In 1985, Vega developed a new concept in children's television, which he called Chiquimundo, and whose main objective was to educate children. The show was given the approval, and he served as its main scriptwriter. It was there that the character of Remi first appeared in television, named after the musical cues do-re-mi which were shortened following the suggestion of Muñiz. A variety show aimed at a younger audience and hosting a number of special guests, the segment was able to compete with a number of established children's shows such as Titi Chagua y Tío Novel and Pacheco. This show was also transmitted on "Channel 7" and was produced by Rafo Muñiz (Tommy's son). "Remi" was joined by the clowns "Colorina" and "Cascabel". The show was an instant hit with the children and their parents in Puerto Rico. With a loose concept Los siete del Siete would take over the prime time slot Thursdays, and be hosted by a number of local talents including Agrelot, Morales, Olivo, Avellanet, Jovet, Logroño and Vega himself.

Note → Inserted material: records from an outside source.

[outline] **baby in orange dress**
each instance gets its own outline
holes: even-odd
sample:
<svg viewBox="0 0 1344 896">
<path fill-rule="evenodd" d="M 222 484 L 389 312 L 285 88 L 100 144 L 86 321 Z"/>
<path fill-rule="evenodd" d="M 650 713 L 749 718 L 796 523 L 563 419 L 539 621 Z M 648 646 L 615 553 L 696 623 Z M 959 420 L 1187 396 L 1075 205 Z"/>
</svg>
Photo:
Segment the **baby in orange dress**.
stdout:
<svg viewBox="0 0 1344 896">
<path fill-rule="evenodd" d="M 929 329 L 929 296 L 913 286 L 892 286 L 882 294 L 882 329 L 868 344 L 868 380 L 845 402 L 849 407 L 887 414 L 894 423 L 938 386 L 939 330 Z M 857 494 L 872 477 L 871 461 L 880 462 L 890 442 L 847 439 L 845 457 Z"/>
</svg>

In 1986, the three clowns recorded an album for children which became a local hit. Vega joined forces with the musician Pedro Rivera Toledo and produced the theater production of El Soldadito de Plomo (The Little Lead Soldier) in which Vega played the leading role.

==Singing career==
He represented Puerto Rico in the OTI Festival 2000 with the song "Con una canción", placing second. Vega received a hero's welcome upon his return to the island and was honored by the Puerto Rico House of Representatives and Senate for his distinguished career of 20 years.

==Later years==
Vega has traveled to many cities in the United States making presentations as "Remi". He had a comic book which was called Remi, El Clown which presented the adventures of Puerto Rico's Clown, Remi.